Wie aber leitet er eine Verwaltung mit 1250 Beschäftigten, zumal, wenn die tägliche Post gleich kistenweise ins Chefzimmer gekarrt wird? „Das geht nur mit guten Mitarbeitern, klaren Strukturen und intensiver Kommunikation“, sagt der Mann auf dem Chefsessel im dritten Stock des Rotklinkerbaus. So sei eindeutig geregelt und schriftlich fixiert, über welche Summen Sachbearbeiter, Fachbereichs- und Amtsleiter selbstständig verfügen können, ohne dass ein zweiter gegenzeichnen muss. Jeden Montag oder Dienstag trifft sich die Dezernentenrunde zum Info-Austausch. Rund zweieinhalb Stunden sitzen Grote, Bosse und Reinders mit Pressesprecher Hauke Borchardt und Kämmerer Wulf-Dieter Syttkus zusammen und besprechen die Themen der Woche, welche Fachausschüsse tagen und um was es dabei geht. Anschließend treffen sich die Dezernenten mit ihren Amtsleitern, die wiederum mit den Fachbereichsleitern und die mit ihren Mitarbeitern.

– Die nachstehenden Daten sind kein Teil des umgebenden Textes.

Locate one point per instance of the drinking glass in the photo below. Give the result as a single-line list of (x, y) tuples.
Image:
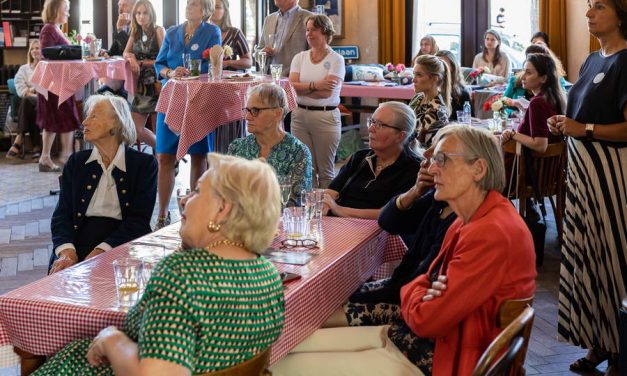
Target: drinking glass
[(295, 223), (128, 277), (180, 195), (276, 70)]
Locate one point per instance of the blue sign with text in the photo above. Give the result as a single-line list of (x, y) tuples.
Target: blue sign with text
[(347, 52)]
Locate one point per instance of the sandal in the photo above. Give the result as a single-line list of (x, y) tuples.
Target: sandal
[(586, 365), (19, 153)]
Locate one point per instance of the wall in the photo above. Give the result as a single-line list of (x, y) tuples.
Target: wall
[(361, 28), (577, 40)]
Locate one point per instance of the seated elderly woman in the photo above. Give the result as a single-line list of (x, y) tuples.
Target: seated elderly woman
[(457, 301), (200, 309), (372, 176), (108, 193), (265, 109)]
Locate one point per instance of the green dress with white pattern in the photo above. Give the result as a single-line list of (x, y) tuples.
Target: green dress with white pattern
[(200, 311)]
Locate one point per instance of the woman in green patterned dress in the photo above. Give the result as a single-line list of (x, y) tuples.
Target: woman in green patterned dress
[(265, 109), (212, 305)]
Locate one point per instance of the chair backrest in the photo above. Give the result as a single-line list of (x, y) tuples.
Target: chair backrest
[(255, 366), (493, 361)]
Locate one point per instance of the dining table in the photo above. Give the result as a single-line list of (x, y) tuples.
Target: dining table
[(65, 78), (196, 106), (38, 319)]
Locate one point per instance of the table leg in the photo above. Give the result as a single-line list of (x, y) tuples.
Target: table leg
[(28, 361)]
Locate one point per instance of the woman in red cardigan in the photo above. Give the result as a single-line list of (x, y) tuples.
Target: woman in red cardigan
[(487, 255)]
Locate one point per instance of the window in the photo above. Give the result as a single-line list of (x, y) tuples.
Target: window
[(443, 22), (511, 19)]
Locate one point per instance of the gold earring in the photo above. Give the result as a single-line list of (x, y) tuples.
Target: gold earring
[(213, 227)]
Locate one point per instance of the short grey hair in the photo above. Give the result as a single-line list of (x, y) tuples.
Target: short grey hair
[(123, 119), (480, 144), (246, 184), (404, 117), (271, 95)]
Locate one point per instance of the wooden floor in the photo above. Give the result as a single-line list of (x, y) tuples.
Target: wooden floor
[(20, 236)]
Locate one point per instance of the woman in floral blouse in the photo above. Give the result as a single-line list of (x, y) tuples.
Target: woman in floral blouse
[(265, 109), (432, 102)]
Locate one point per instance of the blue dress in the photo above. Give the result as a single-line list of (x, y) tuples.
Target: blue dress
[(171, 56)]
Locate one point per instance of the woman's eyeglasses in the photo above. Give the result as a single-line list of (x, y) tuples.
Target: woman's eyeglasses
[(377, 124), (254, 111), (440, 158), (296, 243)]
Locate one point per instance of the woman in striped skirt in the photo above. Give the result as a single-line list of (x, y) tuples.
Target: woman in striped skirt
[(594, 254)]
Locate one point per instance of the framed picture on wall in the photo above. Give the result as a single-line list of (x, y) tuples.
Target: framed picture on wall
[(335, 10)]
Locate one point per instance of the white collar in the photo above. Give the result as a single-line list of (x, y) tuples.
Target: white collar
[(118, 161)]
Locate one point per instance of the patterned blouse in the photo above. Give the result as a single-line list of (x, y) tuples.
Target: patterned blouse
[(430, 117), (288, 157), (200, 311)]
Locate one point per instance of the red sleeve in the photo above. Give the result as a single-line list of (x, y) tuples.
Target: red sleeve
[(474, 274)]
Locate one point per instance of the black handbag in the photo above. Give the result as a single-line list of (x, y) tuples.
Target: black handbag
[(62, 52)]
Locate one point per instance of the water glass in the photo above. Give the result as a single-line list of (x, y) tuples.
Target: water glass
[(295, 223), (128, 278), (194, 67), (276, 70)]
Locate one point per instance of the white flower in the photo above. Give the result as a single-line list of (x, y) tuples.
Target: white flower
[(497, 105)]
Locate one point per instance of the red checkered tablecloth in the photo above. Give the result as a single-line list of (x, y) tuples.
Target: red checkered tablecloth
[(195, 108), (42, 317), (65, 78)]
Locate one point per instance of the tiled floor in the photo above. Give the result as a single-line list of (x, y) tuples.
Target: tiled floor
[(26, 206)]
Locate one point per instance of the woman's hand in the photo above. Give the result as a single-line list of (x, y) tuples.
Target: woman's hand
[(67, 258), (94, 253), (326, 84), (96, 354), (437, 289), (507, 135)]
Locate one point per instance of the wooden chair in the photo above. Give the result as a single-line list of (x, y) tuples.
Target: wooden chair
[(255, 366), (516, 319), (550, 170)]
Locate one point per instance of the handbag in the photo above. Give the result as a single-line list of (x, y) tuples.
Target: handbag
[(62, 52)]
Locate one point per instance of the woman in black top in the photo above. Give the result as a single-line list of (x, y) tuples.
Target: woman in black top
[(459, 93), (372, 176), (594, 252)]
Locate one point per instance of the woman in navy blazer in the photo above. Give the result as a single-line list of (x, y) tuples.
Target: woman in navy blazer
[(107, 193), (191, 37)]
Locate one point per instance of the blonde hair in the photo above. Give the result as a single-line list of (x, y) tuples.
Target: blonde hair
[(324, 23), (29, 58), (479, 144), (50, 10), (253, 190)]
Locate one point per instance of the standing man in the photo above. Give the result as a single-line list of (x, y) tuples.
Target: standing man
[(122, 27), (287, 28)]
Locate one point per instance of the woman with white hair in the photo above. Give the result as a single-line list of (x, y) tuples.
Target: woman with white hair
[(372, 176), (209, 306), (107, 193)]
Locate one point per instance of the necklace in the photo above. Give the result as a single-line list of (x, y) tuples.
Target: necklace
[(224, 242)]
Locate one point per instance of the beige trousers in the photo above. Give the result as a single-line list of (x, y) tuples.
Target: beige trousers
[(362, 350), (320, 131)]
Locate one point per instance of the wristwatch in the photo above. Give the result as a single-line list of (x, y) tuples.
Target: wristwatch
[(589, 130)]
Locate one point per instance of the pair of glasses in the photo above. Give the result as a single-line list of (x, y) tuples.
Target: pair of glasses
[(254, 111), (295, 243), (377, 124), (441, 158)]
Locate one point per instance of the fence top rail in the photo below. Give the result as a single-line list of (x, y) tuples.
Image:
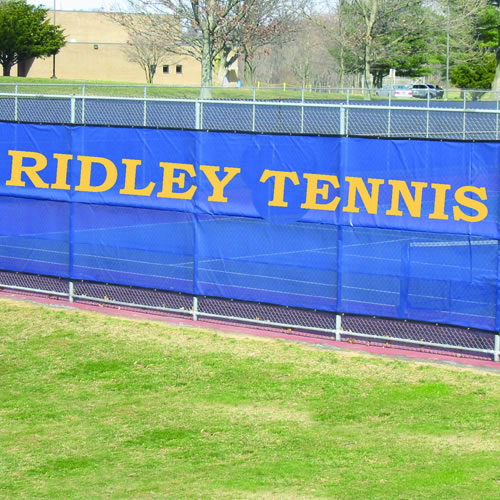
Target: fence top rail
[(246, 102)]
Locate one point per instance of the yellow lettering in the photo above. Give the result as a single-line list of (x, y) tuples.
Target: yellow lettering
[(86, 171), (29, 170), (480, 208), (370, 201), (313, 191), (217, 184), (62, 172), (414, 205), (439, 201), (130, 179), (169, 180), (279, 185)]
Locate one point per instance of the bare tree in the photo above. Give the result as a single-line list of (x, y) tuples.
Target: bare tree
[(303, 60), (201, 29)]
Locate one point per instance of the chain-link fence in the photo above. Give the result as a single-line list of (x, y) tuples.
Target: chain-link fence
[(339, 113), (429, 337), (294, 111)]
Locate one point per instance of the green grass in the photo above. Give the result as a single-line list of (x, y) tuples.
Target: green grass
[(98, 407), (124, 89)]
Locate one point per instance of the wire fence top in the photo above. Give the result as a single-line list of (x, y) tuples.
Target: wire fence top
[(252, 111)]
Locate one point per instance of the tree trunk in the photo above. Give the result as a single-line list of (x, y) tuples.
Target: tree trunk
[(495, 85), (206, 69)]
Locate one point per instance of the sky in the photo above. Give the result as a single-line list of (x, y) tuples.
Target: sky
[(80, 4)]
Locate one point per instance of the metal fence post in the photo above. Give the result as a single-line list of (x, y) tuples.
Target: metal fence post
[(428, 114), (253, 110), (464, 129), (83, 104), (496, 119), (73, 108), (302, 113), (195, 308), (389, 115), (338, 327), (16, 104), (145, 110), (342, 128), (198, 118)]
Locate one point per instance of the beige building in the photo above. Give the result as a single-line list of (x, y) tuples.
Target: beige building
[(96, 49)]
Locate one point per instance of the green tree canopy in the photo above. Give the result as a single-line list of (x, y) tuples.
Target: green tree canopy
[(26, 32)]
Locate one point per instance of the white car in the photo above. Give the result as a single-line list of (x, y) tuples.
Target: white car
[(402, 91)]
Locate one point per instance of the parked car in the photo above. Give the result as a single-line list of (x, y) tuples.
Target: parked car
[(424, 90), (401, 91)]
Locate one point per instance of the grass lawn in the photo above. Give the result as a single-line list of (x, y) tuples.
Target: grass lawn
[(124, 89), (99, 407)]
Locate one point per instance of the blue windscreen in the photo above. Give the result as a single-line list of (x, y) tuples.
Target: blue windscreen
[(399, 228)]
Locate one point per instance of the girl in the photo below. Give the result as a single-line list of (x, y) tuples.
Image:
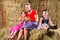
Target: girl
[(16, 28), (45, 21)]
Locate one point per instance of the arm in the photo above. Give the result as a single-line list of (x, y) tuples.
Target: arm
[(50, 22), (40, 22), (36, 16)]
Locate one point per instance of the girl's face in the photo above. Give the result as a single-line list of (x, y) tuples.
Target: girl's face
[(23, 14), (27, 7), (45, 14)]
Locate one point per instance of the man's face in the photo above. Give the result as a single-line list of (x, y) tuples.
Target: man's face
[(27, 7)]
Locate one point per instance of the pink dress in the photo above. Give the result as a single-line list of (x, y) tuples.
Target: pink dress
[(16, 27)]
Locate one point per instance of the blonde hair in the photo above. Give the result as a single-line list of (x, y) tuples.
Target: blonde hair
[(26, 4)]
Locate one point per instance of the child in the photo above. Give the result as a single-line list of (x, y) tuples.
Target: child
[(16, 28), (45, 21)]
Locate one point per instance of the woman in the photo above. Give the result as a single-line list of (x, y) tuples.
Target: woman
[(45, 21), (31, 24), (16, 28)]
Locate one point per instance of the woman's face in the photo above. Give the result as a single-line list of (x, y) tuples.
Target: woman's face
[(23, 14), (45, 13), (27, 7)]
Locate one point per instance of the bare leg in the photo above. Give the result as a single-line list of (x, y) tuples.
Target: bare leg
[(25, 34), (13, 34), (20, 34)]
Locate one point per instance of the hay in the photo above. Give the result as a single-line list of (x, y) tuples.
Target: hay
[(34, 35)]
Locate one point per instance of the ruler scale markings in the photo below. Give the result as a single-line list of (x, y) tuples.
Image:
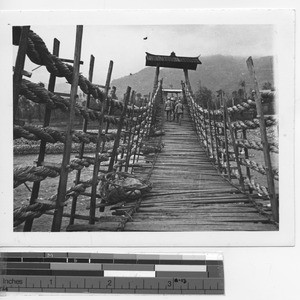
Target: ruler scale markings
[(181, 274)]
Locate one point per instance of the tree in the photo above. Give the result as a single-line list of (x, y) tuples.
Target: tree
[(203, 95)]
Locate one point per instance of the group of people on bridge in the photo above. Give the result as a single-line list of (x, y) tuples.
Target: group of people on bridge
[(174, 109)]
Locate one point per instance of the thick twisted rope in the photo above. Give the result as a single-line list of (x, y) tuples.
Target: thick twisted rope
[(39, 173), (51, 135), (247, 124), (260, 189), (258, 167), (38, 53), (23, 213), (39, 94), (257, 145)]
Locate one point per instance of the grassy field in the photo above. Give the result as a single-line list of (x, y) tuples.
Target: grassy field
[(48, 188)]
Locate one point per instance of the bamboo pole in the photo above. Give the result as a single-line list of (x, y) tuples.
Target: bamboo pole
[(118, 135), (248, 171), (97, 151), (225, 134), (81, 150), (210, 131), (264, 140), (42, 151), (216, 138), (57, 219), (235, 148), (155, 83), (18, 70)]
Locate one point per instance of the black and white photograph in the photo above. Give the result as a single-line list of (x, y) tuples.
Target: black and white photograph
[(181, 134), (149, 127)]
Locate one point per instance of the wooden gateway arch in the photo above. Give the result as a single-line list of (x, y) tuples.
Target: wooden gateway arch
[(172, 61)]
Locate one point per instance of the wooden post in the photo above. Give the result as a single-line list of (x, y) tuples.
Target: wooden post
[(225, 134), (81, 150), (210, 130), (235, 148), (155, 84), (57, 219), (18, 70), (247, 156), (97, 151), (42, 151), (131, 134), (138, 127), (216, 137), (117, 140), (264, 139), (187, 80)]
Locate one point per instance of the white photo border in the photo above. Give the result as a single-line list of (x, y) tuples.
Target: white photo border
[(284, 22)]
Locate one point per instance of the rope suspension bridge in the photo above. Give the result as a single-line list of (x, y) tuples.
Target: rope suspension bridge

Zweimal im Jahr zieht sich die Verwaltungsspitze zur Klausur zurück – ein Wochenende frei von alltäglichem Verwaltungshandeln, das ganz im Zeichen der Strategie steht und übergeordnete Ziele und Visionen für die mittel- bis langfristige Ausrichtung Norderstedts bringen soll. Ein solcher Fixpunkt ist die energie- und klimaneutrale Stadt, die sich gleich in der internen Organisation niedergeschlagen hat. Grote hat die Experten im Haus, die bis dahin unterschiedlichen Fachbereichen zugeordnet waren, im zentralen Amt „Nachhaltiges Norderstedt“ zusammengefasst und den Sachverstand gebündelt. „Die Gliederung der Verwaltung obliegt ausschließlich dem Bürgermeister“, sagt Grote. Die Politiker hätten da nicht reinzureden, sie würden aber informiert.

Der Hauptausschuss ist Vorgesetzter des Oberbürgermeisters

Mitreden und sogar anweisen können sie aber in einer ganz besonderen Funktion: So ist der Hauptausschuss Dienstvorgesetzter des Oberbürgermeisters und kann ihm sagen, wo es lang geht, wo er oder seine Mitarbeiter beispielsweise eine Aufgabe noch nicht zur Zufriedenheit der Ehrenamtler ausgeführt haben. Geht es um Disziplinarrecht, ist der Innenminister für Grote zuständig. Der Diplom-Verwaltungswirt, der in der Verwaltung groß geworden ist, leitet auch ein eigenes Dezernat und unterscheidet sich damit von vielen Kollegen, die sich auf das Leiten der Verwaltung konzentrieren. „Eine Stadt unserer Größe könnte durchaus vier Dezernate und damit eins mehr als jetzt vertragen“, sagt der Oberbürgermeister. Dazu wäre es 2007 auch fast gekommen, doch dann sagte Klaus Ehling, als neuer Dezernatsleiter schon so gut wie gewählt, kurzfristig ab. Grote zeichnet verantwortlich für Personal, die Stadtwerke, die Amtsstatus haben, das Rechnungsprüfungsamt, die Gleichstellungsstelle, die Feuerwehr und die Finanzen. Damit hat er die Hand am wichtigsten Schalthebel. „Die Finanzen sind das wichtigste Steuerinstrument.“

Und beim Geld stehe Norderstedt gut da. Wie gesagt: Grote verwaltet, aber noch viel lieber gestaltet er.